Everything else is getting smarter these days — homes, phones, wearables and even clothing — so why shouldn’t the same standard apply to automotive wheels?
Yes, wheels promise to gain more intelligence in the coming years — a reflection not only of the emerging ecosystem of connected vehicles, but the 5G future. The new 5G mobile technology, which is faster speeds and robust data transmission, promises to change a host of industries and economic sectors large and small. Among them is the automotive industry, and a brief look at the potential future of automotive wheels and tires shows why.
Here’s what’s happening, according to such source material as Spectrum.IEEE: Pirelli, a leading global tire brand, “has developed the Cyber Tire, a smart tire that reads the road surface and transmits key data — including the potential risk of hydroplaning — along a 5G communications network.” The article described a recent test of the smart tire technology: “Using an Audi A8 as its test car, Pirelli’s network-enabled tires sent real-time warnings of slippery conditions to a following Audi Q8, taking advantage of the ultra-high bandwidth and low latency of 5G.”
That serves as a glimpse of the 5G future when it comes not only to the connected vehicle ecosystem but the looming arrival of autonomous cars and trucks (including for freight). But that’s not all that is happening in this world that will impact 5G and automobiles. Some of the developments are taking place in the courtroom.
Earlier this year, a U.S. judge ruled that Qualcomm, the world’s largest supplier of mobile phone chips, is a monopoly and has to change the way it does business. Qualcomm is trying to overturn that antitrust decision; appeal proceedings are expected to begin in January.
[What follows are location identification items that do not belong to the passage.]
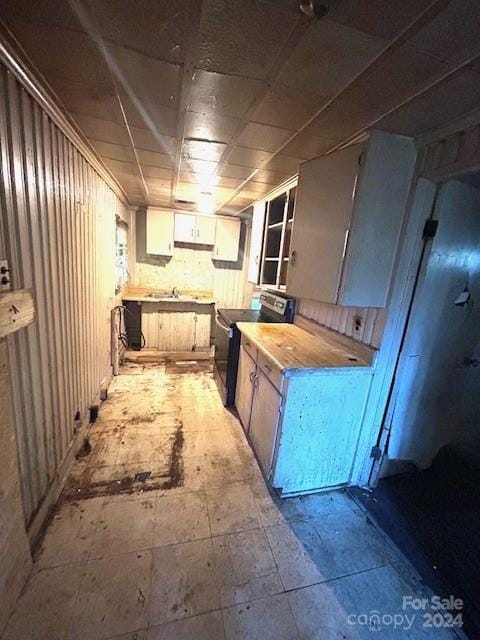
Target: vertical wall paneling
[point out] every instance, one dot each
(58, 233)
(341, 319)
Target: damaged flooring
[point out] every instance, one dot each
(167, 531)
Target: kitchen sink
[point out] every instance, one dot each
(169, 296)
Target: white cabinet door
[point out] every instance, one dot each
(184, 227)
(159, 230)
(244, 390)
(256, 241)
(349, 213)
(227, 240)
(264, 420)
(205, 231)
(322, 218)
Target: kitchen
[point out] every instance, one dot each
(217, 261)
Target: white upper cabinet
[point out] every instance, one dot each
(227, 239)
(184, 227)
(349, 211)
(256, 241)
(205, 231)
(194, 229)
(159, 231)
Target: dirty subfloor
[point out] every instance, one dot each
(167, 531)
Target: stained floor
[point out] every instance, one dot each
(166, 530)
(434, 518)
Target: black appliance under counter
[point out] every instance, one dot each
(274, 308)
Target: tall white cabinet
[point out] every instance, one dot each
(160, 226)
(348, 217)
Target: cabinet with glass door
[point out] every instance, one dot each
(276, 239)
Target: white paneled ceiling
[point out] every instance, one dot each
(228, 97)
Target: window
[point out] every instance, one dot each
(276, 239)
(121, 255)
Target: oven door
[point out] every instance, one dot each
(223, 335)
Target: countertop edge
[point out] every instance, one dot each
(289, 371)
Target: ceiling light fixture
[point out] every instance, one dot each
(312, 8)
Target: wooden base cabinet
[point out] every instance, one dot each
(244, 391)
(264, 420)
(304, 430)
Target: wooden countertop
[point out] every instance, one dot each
(141, 294)
(290, 347)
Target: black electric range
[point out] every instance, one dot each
(274, 308)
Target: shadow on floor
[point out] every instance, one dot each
(433, 516)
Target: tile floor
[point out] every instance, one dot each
(200, 549)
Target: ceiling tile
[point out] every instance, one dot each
(185, 176)
(214, 93)
(149, 115)
(377, 17)
(191, 165)
(80, 59)
(453, 34)
(121, 168)
(102, 129)
(113, 151)
(158, 186)
(199, 149)
(89, 100)
(229, 210)
(284, 164)
(259, 187)
(252, 36)
(440, 105)
(261, 136)
(231, 183)
(157, 29)
(270, 177)
(286, 107)
(144, 78)
(342, 120)
(374, 94)
(156, 172)
(155, 159)
(248, 157)
(210, 126)
(306, 145)
(228, 170)
(328, 57)
(152, 141)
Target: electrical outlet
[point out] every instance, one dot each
(5, 283)
(357, 325)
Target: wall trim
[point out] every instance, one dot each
(18, 63)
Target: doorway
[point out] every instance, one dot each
(427, 496)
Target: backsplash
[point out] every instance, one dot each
(341, 319)
(192, 269)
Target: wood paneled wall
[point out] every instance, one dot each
(58, 227)
(342, 319)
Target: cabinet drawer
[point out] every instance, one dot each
(271, 370)
(249, 347)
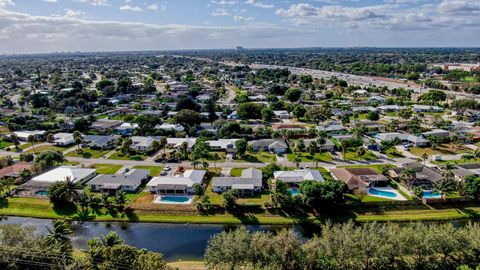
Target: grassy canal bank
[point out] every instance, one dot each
(42, 208)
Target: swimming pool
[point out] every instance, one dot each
(42, 193)
(294, 191)
(431, 195)
(382, 193)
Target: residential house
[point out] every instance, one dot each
(248, 183)
(272, 145)
(178, 184)
(62, 173)
(358, 177)
(425, 176)
(63, 139)
(111, 183)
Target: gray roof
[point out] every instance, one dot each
(250, 176)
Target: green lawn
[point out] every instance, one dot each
(106, 168)
(393, 153)
(306, 157)
(88, 153)
(154, 170)
(42, 208)
(376, 167)
(444, 149)
(261, 156)
(352, 155)
(120, 156)
(43, 148)
(236, 172)
(5, 144)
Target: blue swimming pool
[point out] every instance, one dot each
(431, 194)
(175, 199)
(42, 193)
(383, 193)
(294, 191)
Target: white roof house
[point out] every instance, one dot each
(76, 174)
(181, 183)
(298, 176)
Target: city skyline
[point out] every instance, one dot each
(32, 26)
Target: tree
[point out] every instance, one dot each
(241, 147)
(408, 176)
(31, 139)
(188, 119)
(293, 94)
(373, 116)
(62, 191)
(230, 199)
(318, 114)
(57, 236)
(267, 114)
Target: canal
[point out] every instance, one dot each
(174, 241)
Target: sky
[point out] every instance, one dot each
(40, 26)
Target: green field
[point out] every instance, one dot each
(87, 153)
(106, 168)
(306, 157)
(154, 170)
(257, 157)
(352, 155)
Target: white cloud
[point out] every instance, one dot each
(258, 4)
(4, 3)
(156, 7)
(131, 8)
(220, 12)
(239, 18)
(95, 2)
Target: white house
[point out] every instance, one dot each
(111, 183)
(177, 184)
(60, 174)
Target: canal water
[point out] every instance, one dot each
(174, 241)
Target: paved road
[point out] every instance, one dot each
(130, 163)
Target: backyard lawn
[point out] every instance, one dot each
(88, 153)
(352, 155)
(306, 157)
(106, 168)
(154, 170)
(255, 157)
(5, 144)
(43, 148)
(444, 149)
(120, 156)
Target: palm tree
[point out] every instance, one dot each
(31, 139)
(58, 236)
(424, 157)
(408, 176)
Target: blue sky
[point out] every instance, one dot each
(28, 26)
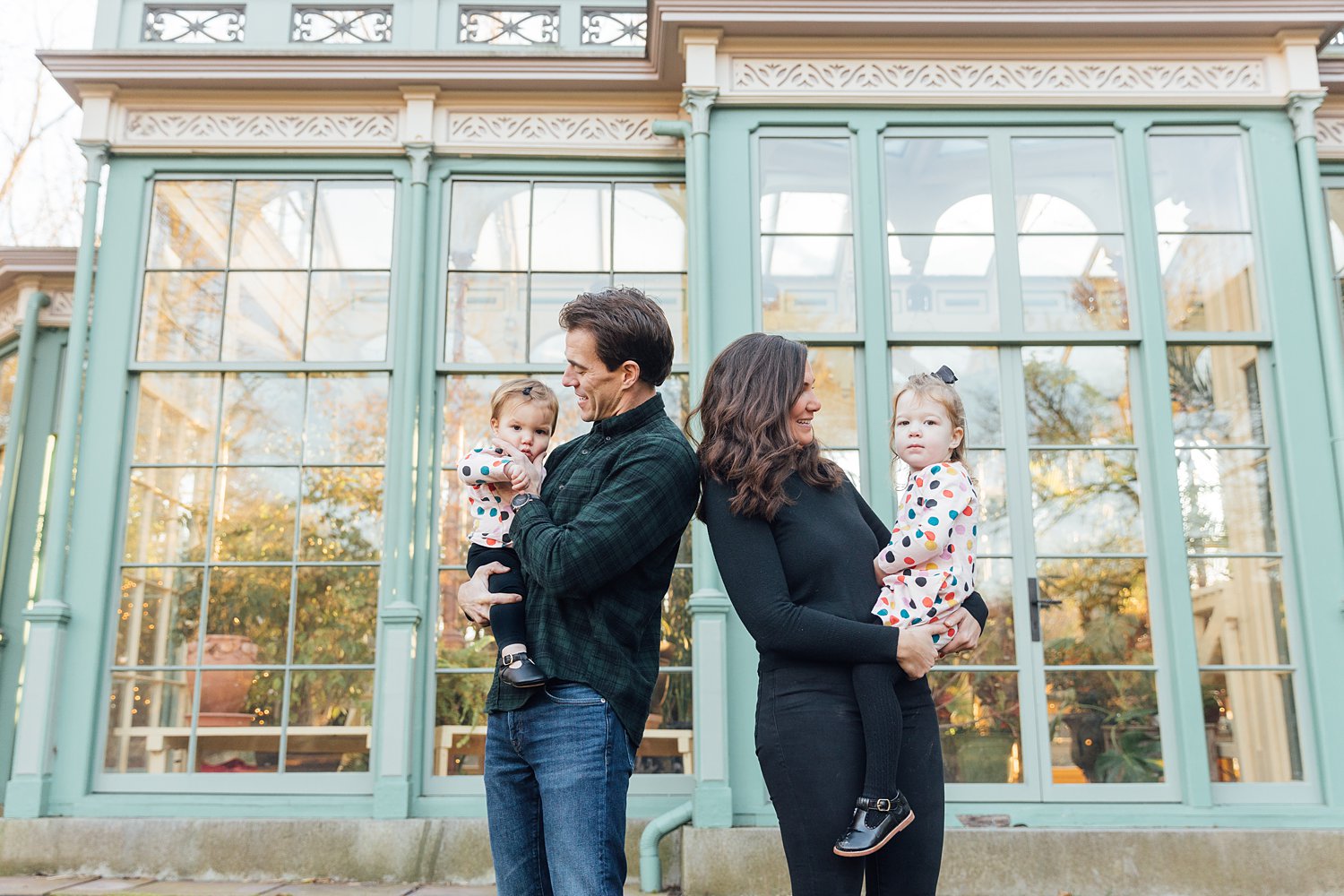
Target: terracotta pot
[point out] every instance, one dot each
(223, 694)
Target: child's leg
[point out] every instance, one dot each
(879, 708)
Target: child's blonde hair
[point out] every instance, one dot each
(933, 387)
(524, 392)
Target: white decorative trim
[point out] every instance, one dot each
(970, 77)
(564, 132)
(196, 128)
(1330, 134)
The legal saga started in 2017 when the Federal Trade Commission (FTC) accused Qualcomm of operating a monopoly and charging exorbitant licensing fees. As part of the ruling, Qualcomm must submit annual compliance reports to the FTC for the next seven years. Qualcomm’s opponents want the antitrust decision to stand. Trade groups representing the U.S. divisions of BMW, Ford, General Motors, Toyota and others are weighing in ahead of the court date about the negative effects of Qualcomm’s licensing practices.
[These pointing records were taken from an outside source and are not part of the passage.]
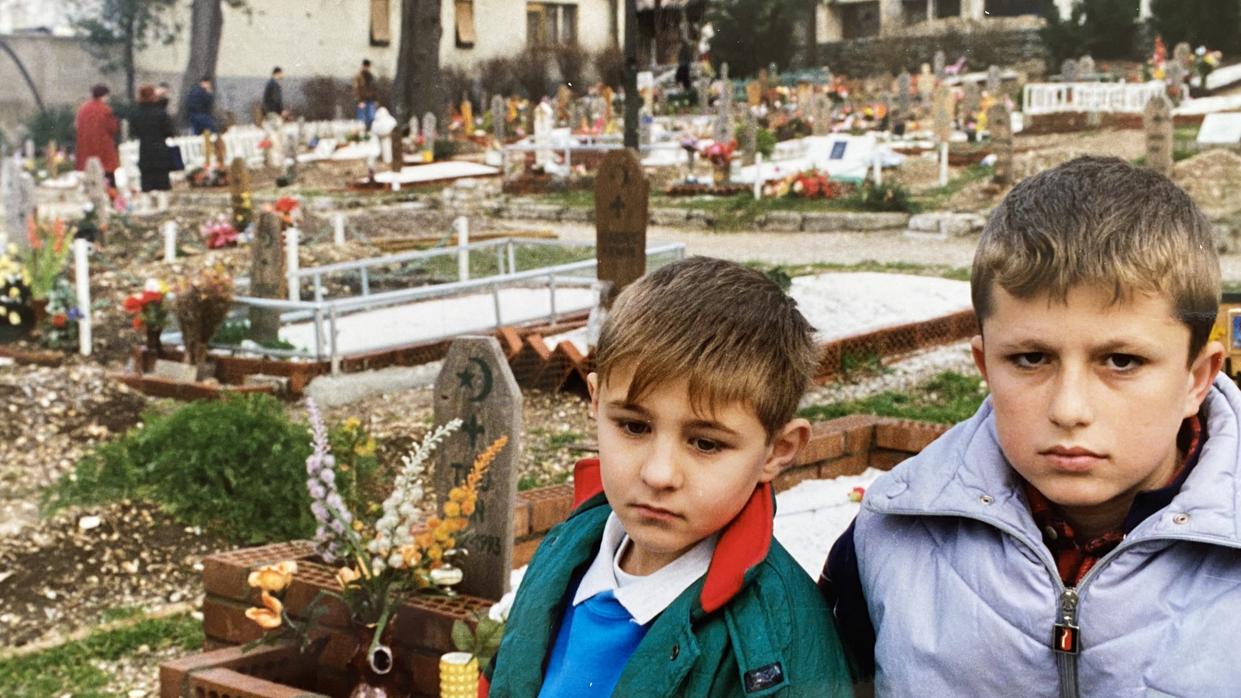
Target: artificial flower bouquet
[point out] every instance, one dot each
(379, 563)
(219, 232)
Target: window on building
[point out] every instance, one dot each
(1012, 8)
(381, 31)
(464, 20)
(549, 24)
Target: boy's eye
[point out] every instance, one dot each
(1029, 359)
(705, 445)
(1123, 362)
(633, 427)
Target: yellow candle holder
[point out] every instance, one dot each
(458, 676)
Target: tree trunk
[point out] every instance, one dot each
(417, 68)
(206, 26)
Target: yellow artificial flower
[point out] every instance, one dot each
(346, 575)
(268, 617)
(273, 578)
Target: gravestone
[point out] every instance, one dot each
(430, 133)
(755, 93)
(1086, 68)
(926, 85)
(748, 135)
(238, 193)
(904, 93)
(1157, 121)
(497, 118)
(1069, 70)
(96, 184)
(266, 277)
(971, 101)
(942, 113)
(999, 122)
(477, 386)
(621, 201)
(820, 114)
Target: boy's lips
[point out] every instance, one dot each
(655, 513)
(1071, 458)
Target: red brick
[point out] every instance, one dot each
(520, 518)
(906, 435)
(827, 441)
(525, 550)
(853, 463)
(792, 476)
(886, 460)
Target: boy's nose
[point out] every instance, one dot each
(1070, 400)
(659, 470)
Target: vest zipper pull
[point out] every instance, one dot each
(1065, 634)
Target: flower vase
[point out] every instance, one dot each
(458, 676)
(154, 347)
(376, 671)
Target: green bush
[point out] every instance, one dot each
(55, 123)
(235, 466)
(884, 198)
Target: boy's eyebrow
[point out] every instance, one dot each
(693, 424)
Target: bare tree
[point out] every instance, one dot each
(417, 70)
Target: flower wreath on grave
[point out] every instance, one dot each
(380, 563)
(219, 232)
(16, 313)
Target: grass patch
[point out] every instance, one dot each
(948, 398)
(943, 271)
(72, 667)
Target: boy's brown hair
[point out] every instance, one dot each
(732, 333)
(1101, 221)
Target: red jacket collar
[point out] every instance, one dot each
(743, 543)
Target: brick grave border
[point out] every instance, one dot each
(844, 446)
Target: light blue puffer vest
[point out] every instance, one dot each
(964, 596)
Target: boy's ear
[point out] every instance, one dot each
(1201, 374)
(784, 447)
(592, 384)
(977, 352)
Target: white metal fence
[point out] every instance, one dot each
(1113, 97)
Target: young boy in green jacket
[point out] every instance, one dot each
(667, 580)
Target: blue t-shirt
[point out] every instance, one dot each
(593, 645)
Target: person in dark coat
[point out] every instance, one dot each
(153, 127)
(97, 131)
(273, 95)
(199, 107)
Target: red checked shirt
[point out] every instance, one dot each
(1074, 557)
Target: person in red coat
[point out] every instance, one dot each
(97, 133)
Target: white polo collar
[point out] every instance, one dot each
(643, 596)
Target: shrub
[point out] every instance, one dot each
(530, 71)
(55, 123)
(884, 198)
(235, 466)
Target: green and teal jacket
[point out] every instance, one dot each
(755, 625)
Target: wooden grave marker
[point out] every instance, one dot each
(477, 385)
(621, 203)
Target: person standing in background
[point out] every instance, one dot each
(365, 93)
(97, 131)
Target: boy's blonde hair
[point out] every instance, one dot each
(1101, 221)
(732, 333)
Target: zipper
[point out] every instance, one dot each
(1066, 642)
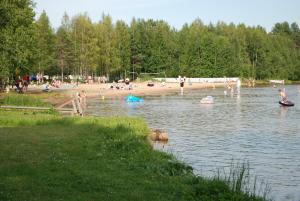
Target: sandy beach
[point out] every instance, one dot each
(141, 89)
(66, 92)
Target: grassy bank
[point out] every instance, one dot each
(44, 156)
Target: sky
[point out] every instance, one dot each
(177, 12)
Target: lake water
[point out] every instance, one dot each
(251, 127)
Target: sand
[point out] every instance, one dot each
(104, 91)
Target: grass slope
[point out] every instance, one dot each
(47, 157)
Intel Corp told the court that Qualcomm’s licensing practices forced it to sell its smartphone modem chip business to Apple at “a multi-billion dollar loss.” German supplier Continental AG and Japan-based Denso — makers of “infotainment” and location-tracking car technology — also weighed in, as did other patent holders. They alleged that Qualcomm would not license its technology to chip makers that charge only a few dollars per chip. Instead, Qualcomm looks to sign licenses only with higher-end automakers who would be “less motivated to fight for every dollar” in license fees.
“The resulting inefficiency is ultimately borne by consumers in the form of higher prices,” the auto suppliers argued in a court filing, Reuters reported. Qualcomm should negotiate directly with the suppliers to avoid “unnecessary, costly, and inefficient licensing negotiations” with the automakers themselves. “The suppliers that incorporate chips into their products likely are ready to negotiate with Qualcomm,” the groups wrote.
5G Automotive Value
The stakes of all this are pretty high, though it is hard to get a precise measurement. But PYMNTS research has done the heavy lifting of estimating the value of the connected car ecosystem — value that is sure to be boosted with the arrival of 5G mobile network technology in the coming years and over the coming decade.
The average American has a 51-minute round-trip commute five days a week, PYMNTS research found. That’s a lot of time to kill. However, those consumers are finding ways to connect, and they already power some $230 billion worth of commerce. The more efficient those connections — the less friction those in-vehicle transactions have — the more commuters are likely to spend.
And that’s the real payments and retail value for 5G in the automotive world.